Proceedings Article | 18 November 2019
KEYWORDS: Silicon photonics, Manufacturing, Waveguides, Photonic devices, Optics manufacturing, Design for manufacturability, Data communications, Data centers, LIDAR, Biosensors
Silicon photonics uses mature CMOS industry to design, manufacture and package photonic devices. It can break through the limitation of existing electrical technology in terms of cost, power consumption and integration, to meet the needs for future development of communication, data center, LiDAR, biosensor, quantum computing, etc. Although silicon photonics process is based on CMOS technology and facilities, a mature CMOS platform can not be seamlessly transformed into a silicon photonics platform, because there are great differences in device types and graphic characteristics between photonics and electrical integrated circuits. The key challenges and solutions in developing a manufacturable photonic technology were described in this paper.

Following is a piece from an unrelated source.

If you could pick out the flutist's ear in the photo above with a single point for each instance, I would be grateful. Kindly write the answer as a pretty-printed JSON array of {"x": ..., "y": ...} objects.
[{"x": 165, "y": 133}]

According to the difference of manufacturing process, a series of process modules for silicon photonics were developed on 200-mm CMOS platform, such as silicon deep-etch process for edge-coupling technology. An abundant device library for process design kit was established, including stripe waveguide, rib waveguide, grating coupler, MMI, directional coupling, waveguide crossing, AWG, MZ modulator, and photodetector. Meanwhile, Si3N4 material is also one of the important materials for future development of photonic integration. Through process optimization, the propagation loss of Si3N4 waveguide were approximately 0.2 dB/cm with thickness of 100 nm and 0.6 dB/cm with thickness of 400 nm, respectively. Automated wafer-level optical test was used to enable statistical photonic device characterization for development, photonic modeling, and manufacturing controls.